What makes a Community Champion?

So many people of all ages, all backgrounds, from all walks of life have picked up our awards over the last 10 years, there is no standard answer to that question.

We have honoured young and older people; schoolchildren and pensioners; police officers, firefighters, teachers and nurses.

We have told you stories of incredible bravery and touching humility.

But while our winners are all different, they also have plenty in common, from a desire to help others, to selflessness and kindness by the bucketload.

Above all, they share a passion for this city, and a fierce determination not to let obstacles stand in their way.

Martin Gallacher, the 17-year-old Holyrood Secondary pupil who picked up the South heat Young Award and the overall Young Award at our most recent grand final, in December 2016, sums up exactly what Community Champions is all about.

Despite his own personal heartache and battle with illness, Martin devotes all of his spare time to helping others.

Martin’s mother died when he was 10 and his father lost his battle with cancer just a few years later.

The teenager also suffers from a rare heart condition – called Marsan’s Syndrome – for which he has had heart surgery.

But he doesn’t let any of that hold him back.

“Things are pretty good with me healthwise just now, so I’m fine,” he smiles.

“I’ve had some tough times but what keeps me going is the thought I might be able to make a difference to someone else’s life, no matter what’s going on in my life.”

Martin gets involved in everything in his community.

He is a champion fundraiser for his secondary school and the wider community, banking £3000 at the Youth Philanthropy Initiative for the Dixon Community.

He is kind and compassionate – he runs a regular surgery for the pupils in the school so anyone with worries or suggestions on how to improve things for others can come and chat.

He has also inspired his peers to get involved in charity work, and everyone who knows him, from friends and family to his teachers and fellow pupils, are full of admiration for his strength and courage in the face of adversity.

Family commitments meant Martin could not collect his award in person in December, so recently he joined staff at the Evening Times offices for a special presentation from Editor Graham Shields.

It also gave the teenager the chance to get some work experience – he hopes to become a journalist in the future – and he shadowed reporters and writers, getting his first byline in the newspaper and online.

“It was a brilliant experience and gave me great insight into the world I hope to work in one day,” he says.

Martin admits hearing he had won the award came as a shock.

“I couldn’t believe it – I’ve never won anything in my life, not even a scratch card,” he laughs.

“I used to be laughed at for trying to help other people, so knowing that what I do does help people, feels amazing.

“It’s just mad to think that me making a small difference has been recognised in such a big way.”

Martin, who plans to study business and journalism at college next year, is also hoping to be re-elected to the Scottish Youth Parliament for the Glasgow Cathcart constituency.

“I’m really excited about it,” he smiles.
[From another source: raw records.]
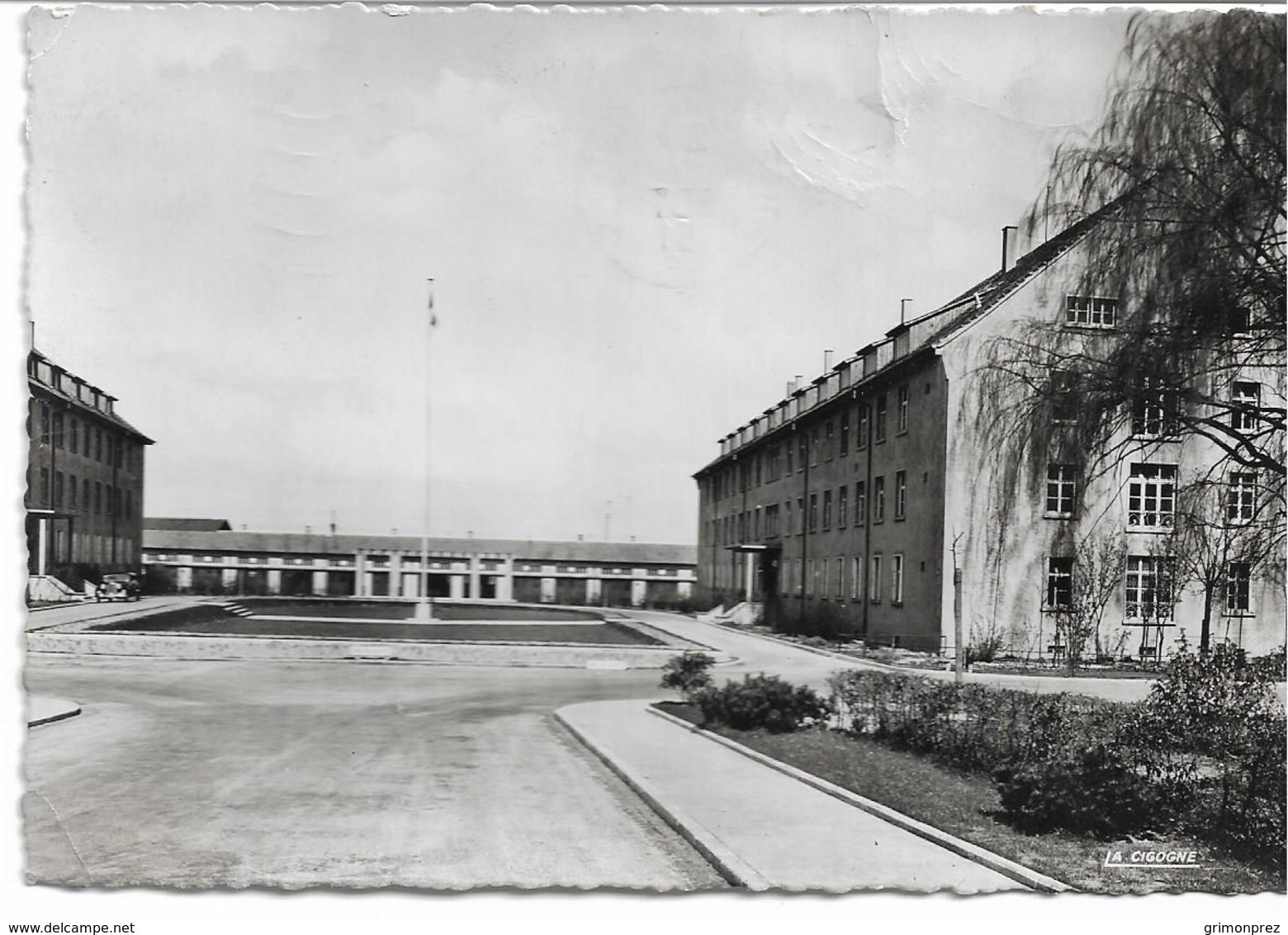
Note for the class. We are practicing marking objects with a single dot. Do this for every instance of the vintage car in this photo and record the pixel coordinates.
(117, 587)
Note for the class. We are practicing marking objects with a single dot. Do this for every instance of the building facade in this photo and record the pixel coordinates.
(84, 499)
(892, 499)
(199, 557)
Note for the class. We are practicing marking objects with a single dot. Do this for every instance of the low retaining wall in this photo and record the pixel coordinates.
(205, 647)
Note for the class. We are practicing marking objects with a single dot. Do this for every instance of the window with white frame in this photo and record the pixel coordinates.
(1062, 490)
(1059, 584)
(1241, 497)
(1152, 496)
(1090, 312)
(1238, 585)
(1247, 401)
(1149, 587)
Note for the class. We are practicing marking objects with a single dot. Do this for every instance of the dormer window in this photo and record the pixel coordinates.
(1090, 312)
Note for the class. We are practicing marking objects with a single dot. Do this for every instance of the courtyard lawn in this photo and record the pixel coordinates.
(218, 621)
(405, 610)
(966, 806)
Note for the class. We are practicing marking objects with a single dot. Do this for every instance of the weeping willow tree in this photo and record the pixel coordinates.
(1188, 174)
(1177, 205)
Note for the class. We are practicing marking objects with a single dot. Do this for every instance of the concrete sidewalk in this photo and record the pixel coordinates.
(761, 828)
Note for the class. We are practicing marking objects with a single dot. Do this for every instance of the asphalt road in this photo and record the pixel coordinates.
(340, 774)
(356, 774)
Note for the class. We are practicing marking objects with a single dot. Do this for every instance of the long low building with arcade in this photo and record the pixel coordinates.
(207, 557)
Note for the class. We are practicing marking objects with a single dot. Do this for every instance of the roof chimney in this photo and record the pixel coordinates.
(1010, 246)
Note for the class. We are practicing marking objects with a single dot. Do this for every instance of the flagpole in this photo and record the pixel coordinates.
(425, 608)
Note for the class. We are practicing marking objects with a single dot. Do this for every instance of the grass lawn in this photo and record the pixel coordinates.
(965, 805)
(388, 610)
(216, 621)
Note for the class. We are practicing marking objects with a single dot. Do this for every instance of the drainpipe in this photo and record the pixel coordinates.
(867, 520)
(809, 453)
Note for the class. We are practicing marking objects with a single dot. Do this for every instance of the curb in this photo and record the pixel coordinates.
(728, 865)
(995, 861)
(828, 653)
(52, 719)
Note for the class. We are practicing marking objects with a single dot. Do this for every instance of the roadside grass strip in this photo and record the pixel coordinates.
(965, 808)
“I’m hoping the young people of Cathcart will allow me to continue to advocate on their behalf and to represent them in their youth parliament.
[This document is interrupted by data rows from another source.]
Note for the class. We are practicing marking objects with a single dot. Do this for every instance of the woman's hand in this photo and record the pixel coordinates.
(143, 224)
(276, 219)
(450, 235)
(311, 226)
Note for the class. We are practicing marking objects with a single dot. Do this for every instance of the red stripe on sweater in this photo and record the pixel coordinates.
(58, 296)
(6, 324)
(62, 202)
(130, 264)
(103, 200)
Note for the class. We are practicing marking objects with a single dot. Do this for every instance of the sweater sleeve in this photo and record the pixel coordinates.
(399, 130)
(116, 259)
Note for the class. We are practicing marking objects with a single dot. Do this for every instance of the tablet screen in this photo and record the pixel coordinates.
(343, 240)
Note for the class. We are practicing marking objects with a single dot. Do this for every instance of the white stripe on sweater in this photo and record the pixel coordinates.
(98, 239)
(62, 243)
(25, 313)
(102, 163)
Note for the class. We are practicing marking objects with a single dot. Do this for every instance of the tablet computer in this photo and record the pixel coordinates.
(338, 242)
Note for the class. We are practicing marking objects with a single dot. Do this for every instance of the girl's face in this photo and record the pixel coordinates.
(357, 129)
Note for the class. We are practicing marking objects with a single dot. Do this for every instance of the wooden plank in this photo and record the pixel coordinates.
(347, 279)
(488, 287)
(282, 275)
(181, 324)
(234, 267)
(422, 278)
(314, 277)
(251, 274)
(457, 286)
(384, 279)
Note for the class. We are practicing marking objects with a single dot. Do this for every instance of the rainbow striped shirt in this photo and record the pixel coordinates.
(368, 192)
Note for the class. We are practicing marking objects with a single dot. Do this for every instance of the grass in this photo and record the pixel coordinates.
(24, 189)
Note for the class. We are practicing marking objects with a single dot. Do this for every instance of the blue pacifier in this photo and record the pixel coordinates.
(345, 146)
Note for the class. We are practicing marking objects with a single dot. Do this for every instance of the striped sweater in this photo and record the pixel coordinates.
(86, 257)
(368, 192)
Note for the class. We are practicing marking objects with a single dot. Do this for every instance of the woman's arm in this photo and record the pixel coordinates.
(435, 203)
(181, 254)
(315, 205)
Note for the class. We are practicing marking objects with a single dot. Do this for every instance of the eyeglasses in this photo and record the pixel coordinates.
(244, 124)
“I love that it helps me make a positive difference – it helps me to be the change that young people across the south side want to see.”

Martin adds: “It’s been a real privilege to represent people in the community I grew up in.

“I’m hopeful that I’ve done a good enough job over the past two years to be given another two.”

Martin is excited about the launch of the 10th anniversary of Community Champions and he urges all Evening Times readers to nominate the groups and individuals they feel make a difference in their communities.

For this kind-hearted teenager, being part of Community Champions has been a fantastic experience.

“It’s exciting, and it’s something totally different for the city that shows the people of Glasgow in a great light,” he explains.

“Being at the events and hearing the good people do makes you realise how important these awards are for our city, and just how many people are out there, doing their best for everyone.”